By Leonardo Collado Torres, Ph. D., Research Scientist, Lieber Institute for Brain Development, Brain genomics #rstats coder working w/ @andrewejaffe @LieberInstitute. @lcgunam @jhubiostat @jtleek alumni. @LIBDrstats @CDSBMexico co-founder
I have been attending R conferences since 2008, and while I’ve seen the R community grow rapidly, I generally don’t encounter as many Latin Americans (LatAm) among communities of R developers. Traditionally, a lab lead investigator invested in R or Bioconductor would teach their trainees and students these skills, becoming a local R hotspot. However, that scenario is uncommon in Mexico for several reasons. Recognizing some of these challenges and driven to promote R in our home country and LatAm, in 2017 Alejandro Reyes and I teamed up with Alejandra Medina Rivera and Heladia Salgado to eventually launch the Community of Bioinformatics Software Developers CDSB (in Spanish) in 2018. One of our goals is to facilitate and encourage the transition from R user to R/Bioconductor developer. We have organized yearly one-week long workshops together with NNB-UNAM and RMB and just announced our 2020 workshop (August 3-7 2020 Cuernavaca, Mexico).
Now unto our third workshop, I feel like we’ve had several success stories.
- CDSB2018 alumni wrote a blog post about their R GitHub package: `rGriffin`.
- CDSB2018 alumni secured BioC2019 travel scholarships and presented their work.
- Three CDSB2018 and 2019 alumni submitted the first package to Bioconductor (`regutools`), representing a significant percent-wise increase in the representation of LatAms in the Bioconductor developers community.
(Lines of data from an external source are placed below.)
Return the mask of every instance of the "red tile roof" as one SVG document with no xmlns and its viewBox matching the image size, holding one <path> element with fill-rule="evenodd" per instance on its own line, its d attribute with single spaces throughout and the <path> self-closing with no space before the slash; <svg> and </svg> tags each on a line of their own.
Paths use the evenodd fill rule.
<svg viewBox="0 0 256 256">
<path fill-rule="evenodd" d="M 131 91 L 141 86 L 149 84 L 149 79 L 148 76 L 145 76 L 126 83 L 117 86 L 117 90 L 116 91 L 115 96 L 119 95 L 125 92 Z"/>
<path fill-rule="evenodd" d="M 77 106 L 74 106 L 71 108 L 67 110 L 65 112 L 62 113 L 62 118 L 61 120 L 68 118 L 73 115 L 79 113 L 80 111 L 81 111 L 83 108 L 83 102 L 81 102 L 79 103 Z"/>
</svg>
We have greatly benefited from the logistics and organization support by NNB-UNAM and RMB local teams, allowing us to focus on designing the workshop curriculum and inviting a diverse set of instructors, including Maria Teresa Ortiz who is an RLadiesCDMX co-founder and has been supporting us from the beginning. However, we face economic challenges as the budget for the national science foundation (CONACyT) has decreased in recent years. The support by the small R conference fund by R Consortium and other sponsors has been instrumental, as well as diversity and travel scholarships some of our instructors have secured at R conferences. We just recently revamped our sponsor page and answered the question: why should you support us?
However, while we are just getting started, one of our highlights was born by rOpenSci’s icebreaker exercise at CDSB2019. We were able to really build a sense of community and desire to perform outreach activities at our local communities. Particularly, a CDSB2018 and 19 alumni, Joselyn Chávez, volunteered to join the CDSB board. At CDSB2019 we also created an #rladies channel in our Slack where at the time we had members of 3/4 Mexico’s RLadies chapters (Qro, Xalapa, CDMX) and now have 5/6 (Cuerna, Monterrey), as CDSB2018 and CDSB2019 alumni have been co-founders of two chapters: Ana Beatriz Villaseñor-Altamirano for Qro and Joselyn Chávez for Cuerna.
I am proud and excited of what we have achieved with our one-week long CDSB workshops, but also with how we used the tools we’ve learnt from other communities in order to keep interacting and communicating throughout the rest of the year. Time will tell if our efforts created a ripple that grew into a wave or if we’ll end burning out. Sustainability is a challenge, but we are greatly motivated by the impact we’ve had and can only imagine a brighter future.